HERE is the latest installment in the ongoing series, “Tales of Chester,” a first-hand account of my husband’s childhood in the industrial — and strategically-vital — town of Chester, Pennsylvania.
The End of the World
We were not surprised to learn that the living Satan himself had added the strategically-vital town of Chester, Pennsylvania, to his itinerary. Chester was home to one of the world’s great shipyards and would be a magnet for Russian atomic bombs.
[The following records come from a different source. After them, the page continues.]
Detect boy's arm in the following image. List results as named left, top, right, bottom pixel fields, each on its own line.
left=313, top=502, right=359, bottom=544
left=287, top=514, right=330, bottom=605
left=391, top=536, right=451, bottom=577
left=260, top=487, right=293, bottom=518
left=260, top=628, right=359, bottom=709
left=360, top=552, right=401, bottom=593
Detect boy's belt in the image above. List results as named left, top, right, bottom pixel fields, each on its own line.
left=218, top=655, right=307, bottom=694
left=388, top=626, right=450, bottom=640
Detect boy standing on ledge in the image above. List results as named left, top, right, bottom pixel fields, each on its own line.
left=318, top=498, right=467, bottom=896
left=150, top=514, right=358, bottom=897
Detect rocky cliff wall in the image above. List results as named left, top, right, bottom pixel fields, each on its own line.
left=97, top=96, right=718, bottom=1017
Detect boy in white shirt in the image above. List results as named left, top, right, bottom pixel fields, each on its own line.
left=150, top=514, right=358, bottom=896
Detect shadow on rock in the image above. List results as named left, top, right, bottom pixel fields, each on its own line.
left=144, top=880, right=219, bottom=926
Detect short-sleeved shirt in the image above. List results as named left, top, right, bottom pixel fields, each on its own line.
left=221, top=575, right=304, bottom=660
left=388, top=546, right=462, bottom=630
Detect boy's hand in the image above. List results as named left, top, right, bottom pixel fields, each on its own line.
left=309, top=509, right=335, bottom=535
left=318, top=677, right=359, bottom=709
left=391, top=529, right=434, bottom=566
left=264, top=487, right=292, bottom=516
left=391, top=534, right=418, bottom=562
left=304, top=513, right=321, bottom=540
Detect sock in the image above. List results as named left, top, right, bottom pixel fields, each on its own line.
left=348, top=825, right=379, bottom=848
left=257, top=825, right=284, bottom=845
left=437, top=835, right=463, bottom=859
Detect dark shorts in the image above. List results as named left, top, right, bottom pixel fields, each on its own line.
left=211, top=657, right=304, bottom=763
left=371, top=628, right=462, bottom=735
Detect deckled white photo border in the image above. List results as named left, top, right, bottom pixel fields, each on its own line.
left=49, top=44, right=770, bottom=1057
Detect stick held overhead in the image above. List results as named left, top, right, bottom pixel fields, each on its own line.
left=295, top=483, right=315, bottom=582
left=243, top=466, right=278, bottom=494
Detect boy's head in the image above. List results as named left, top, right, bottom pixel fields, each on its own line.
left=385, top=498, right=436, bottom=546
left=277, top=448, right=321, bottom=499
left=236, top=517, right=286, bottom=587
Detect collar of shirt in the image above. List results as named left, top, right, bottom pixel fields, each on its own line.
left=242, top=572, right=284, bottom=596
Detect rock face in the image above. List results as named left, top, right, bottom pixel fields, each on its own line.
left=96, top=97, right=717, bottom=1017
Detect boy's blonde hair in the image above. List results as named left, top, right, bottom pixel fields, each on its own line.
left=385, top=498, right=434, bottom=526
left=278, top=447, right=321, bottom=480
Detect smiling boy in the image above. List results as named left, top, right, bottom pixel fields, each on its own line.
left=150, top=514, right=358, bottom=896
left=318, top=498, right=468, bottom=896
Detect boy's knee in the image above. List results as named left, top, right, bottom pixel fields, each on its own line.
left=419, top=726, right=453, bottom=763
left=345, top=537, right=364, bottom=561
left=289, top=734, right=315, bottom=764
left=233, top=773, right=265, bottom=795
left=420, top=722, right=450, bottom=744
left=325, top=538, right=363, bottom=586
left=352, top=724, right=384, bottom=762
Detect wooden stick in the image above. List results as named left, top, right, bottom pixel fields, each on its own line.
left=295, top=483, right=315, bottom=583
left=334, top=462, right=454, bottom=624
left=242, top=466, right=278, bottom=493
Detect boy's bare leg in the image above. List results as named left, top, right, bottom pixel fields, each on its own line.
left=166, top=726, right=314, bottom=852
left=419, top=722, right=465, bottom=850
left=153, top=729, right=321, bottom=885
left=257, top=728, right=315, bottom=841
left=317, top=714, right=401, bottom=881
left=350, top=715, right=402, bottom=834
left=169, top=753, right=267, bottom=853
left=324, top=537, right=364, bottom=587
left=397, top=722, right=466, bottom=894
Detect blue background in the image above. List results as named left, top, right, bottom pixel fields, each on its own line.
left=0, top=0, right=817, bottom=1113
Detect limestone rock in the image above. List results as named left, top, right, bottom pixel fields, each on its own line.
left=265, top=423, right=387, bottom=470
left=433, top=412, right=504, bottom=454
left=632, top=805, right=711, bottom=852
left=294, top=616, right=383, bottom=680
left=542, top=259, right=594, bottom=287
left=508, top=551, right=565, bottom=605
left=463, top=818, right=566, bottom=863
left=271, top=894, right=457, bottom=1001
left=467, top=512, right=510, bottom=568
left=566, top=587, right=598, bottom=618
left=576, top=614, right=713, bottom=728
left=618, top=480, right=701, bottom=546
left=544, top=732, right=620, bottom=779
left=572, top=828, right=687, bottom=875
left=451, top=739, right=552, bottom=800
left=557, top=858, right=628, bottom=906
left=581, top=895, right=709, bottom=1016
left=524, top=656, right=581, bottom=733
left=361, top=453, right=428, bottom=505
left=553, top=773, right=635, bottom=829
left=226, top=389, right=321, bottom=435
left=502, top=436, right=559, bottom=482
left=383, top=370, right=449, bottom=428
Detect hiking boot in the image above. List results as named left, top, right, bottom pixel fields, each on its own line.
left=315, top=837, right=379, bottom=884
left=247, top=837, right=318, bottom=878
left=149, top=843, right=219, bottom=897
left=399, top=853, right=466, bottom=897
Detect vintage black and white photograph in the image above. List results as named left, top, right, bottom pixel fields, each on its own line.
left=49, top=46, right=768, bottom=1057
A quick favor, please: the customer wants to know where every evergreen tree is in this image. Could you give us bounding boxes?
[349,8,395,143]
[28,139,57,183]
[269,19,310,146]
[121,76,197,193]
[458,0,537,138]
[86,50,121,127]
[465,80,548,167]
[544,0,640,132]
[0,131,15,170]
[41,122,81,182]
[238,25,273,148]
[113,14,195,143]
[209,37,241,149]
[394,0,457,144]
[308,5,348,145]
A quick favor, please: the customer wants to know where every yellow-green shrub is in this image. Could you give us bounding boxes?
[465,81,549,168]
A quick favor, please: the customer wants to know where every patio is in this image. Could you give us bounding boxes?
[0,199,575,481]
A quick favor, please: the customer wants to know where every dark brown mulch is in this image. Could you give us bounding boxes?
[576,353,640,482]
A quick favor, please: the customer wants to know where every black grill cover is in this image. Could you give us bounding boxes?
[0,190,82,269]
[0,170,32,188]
So it only made sense that the great conqueror and oppressor and hater of all that was holy, Nikita Khrushchev, would want to see this inviting target firsthand when he visited the United States.
The buildup to Khrushchev’s visit to America evoked images as threatening as a gathering of thunderheads along a storm front, the way we imagined the sky might look when Gabriel sounded the trumpet to wake the dead at the end of world. Normally, the Chester Times devoted its pages to Iocal Republican politics (the only kind we had) or the exploits of fullbacks at St. James and the basketball superstars at Chester High, the only kind of kids worth a damn in this town. These were extreme times, however. In the summer of 1959, on the eve of Khrushchev’s visit, the paper rolled out an extensive series under the headline, “We Will Bury You!” It was described as the Communist “Blueprint for the Future,” and we had every reason to believe the Russians could execute to the letter their plans for world domination.